Another change I have made is the inclusion of links to Wikipedia and Wikisource pages for explanatory purposes, including the subjects of the riddles, which often need less in the way of explanation. I also made extensive use of for various purposes, including definition of obscure terms, identification of authors referred to by only their surnames, discreet emendation of the Old English text, and identification of Unicode characters that may not render on many computer screens. This latter point is important as the manuscript includes several runes in addition to the relatively common Old English abbreviations (þ with a cross, representing ‘the’) and (a symbol similar to a 7, representing ‘and’). To avoid the gross overuse of the popup note feature, I avoided using most archaic letter forms, such as , and left various contractions that use a macron (¯) to represent missing letters (usually a final m; þōn represents þonne) to speak for themselves.
You will observe that Baum has included, alongside his own numbering of the riddles, a numbering scheme used in George Philip Krapp and Elliott Van Kirk Dobbie’s The Exeter Book that reflects the ordering of the riddles in the Exeter manuscript. Navigation links are provided at the top and bottom of every riddle’s page according to both the Baum numbering (Riddle X→) and the Krapp–Dobbie numbering (k-d Y→), so that those who wish to enjoy them in either order may do so easily.

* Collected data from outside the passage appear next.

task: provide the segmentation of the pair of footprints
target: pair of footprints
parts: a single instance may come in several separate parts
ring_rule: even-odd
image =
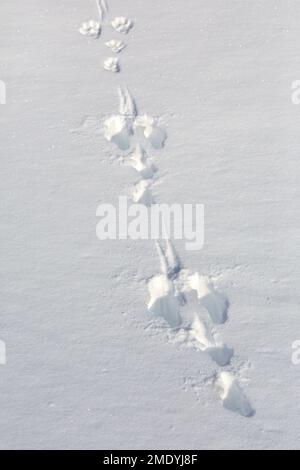
[[[149,207],[154,202],[151,187],[157,169],[144,146],[148,145],[155,150],[162,149],[167,134],[157,119],[138,114],[135,101],[127,88],[119,88],[118,94],[119,113],[104,121],[104,135],[122,151],[129,150],[132,144],[135,145],[134,150],[121,160],[139,175],[139,181],[133,190],[133,201]]]
[[[93,39],[98,39],[100,37],[105,17],[108,14],[108,6],[106,0],[96,0],[96,6],[98,9],[99,21],[84,21],[79,28],[80,34]],[[117,33],[128,34],[131,28],[133,27],[133,21],[124,16],[117,16],[110,22],[110,26]],[[106,42],[105,45],[115,54],[119,54],[126,47],[126,44],[118,39],[111,39],[110,41]],[[119,58],[117,56],[107,57],[104,60],[103,67],[109,72],[119,72]]]
[[[104,121],[104,136],[114,143],[120,150],[128,150],[139,130],[143,139],[154,149],[164,147],[167,135],[159,126],[157,119],[149,115],[140,115],[135,100],[126,87],[118,89],[119,112]]]
[[[215,338],[215,333],[198,312],[183,318],[187,295],[196,293],[200,305],[208,313],[210,323],[220,325],[226,322],[229,302],[218,292],[212,281],[199,273],[183,269],[169,240],[165,249],[156,242],[160,258],[160,274],[148,282],[150,300],[148,311],[162,318],[175,332],[175,342],[207,353],[220,367],[227,366],[233,356],[233,349]],[[214,378],[214,386],[223,406],[242,416],[252,416],[254,411],[235,376],[222,371]]]
[[[106,118],[102,132],[108,142],[113,143],[122,153],[119,158],[125,166],[133,168],[138,175],[132,199],[135,203],[150,206],[154,203],[152,185],[157,179],[157,168],[149,157],[147,150],[160,150],[164,147],[167,134],[160,126],[159,120],[147,114],[139,114],[135,100],[126,87],[118,89],[119,110],[117,114]],[[99,120],[88,116],[72,133],[100,134]],[[148,150],[149,151],[149,150]]]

Finally, I have also gone to the trouble of including two entries commonly included in collections of the Exeter riddles but omitted in Anglo-Saxon Riddles—one because it is not Anglo-Saxon, and the other because it is not a riddle. These are featured as “Easter eggs” of a sort. The Latin riddle, appears in its respective place as k-d 90 when one uses the Krapp–Dobbie navigation. I have included therewith my own “translation” of the riddle, which is actually a machine translation that I modified with the aid of paraphrased accounts of its meaning. (Anyone who feels that this feeble “translation” by a non-student of Latin can be improved upon may by all means contribute a better one.) The consensus seems to be that the solution to this riddle is the Christian God, first represented by the lamb slaying the wolf, then by the three wolves as the three persons of God. The Exeter Book poem more commonly known as “Wulf and Eadwacer” was once widely thought to be one of the riddles, appearing directly before the first riddle in the manuscript. Baum briefly mentions it in his bibliographical note, referring to it by Wyatt’s designation as the First Riddle. A navigational link to this appears on the page for Riddle 1 (k-d 1). The page itself is excerpted from Wyatt’s Old English Riddles, including his own admittedly flawed translation and a fascinating history of its interpretation.
Marking up this work was a painstaking task, which I had at one time abandoned for a while but came back to recently. I hope it adds sufficient value to the text to have made it worth while. More importantly, I hope that you enjoy this odd and enigmatic collection of mediaeval English poetry as much as I have.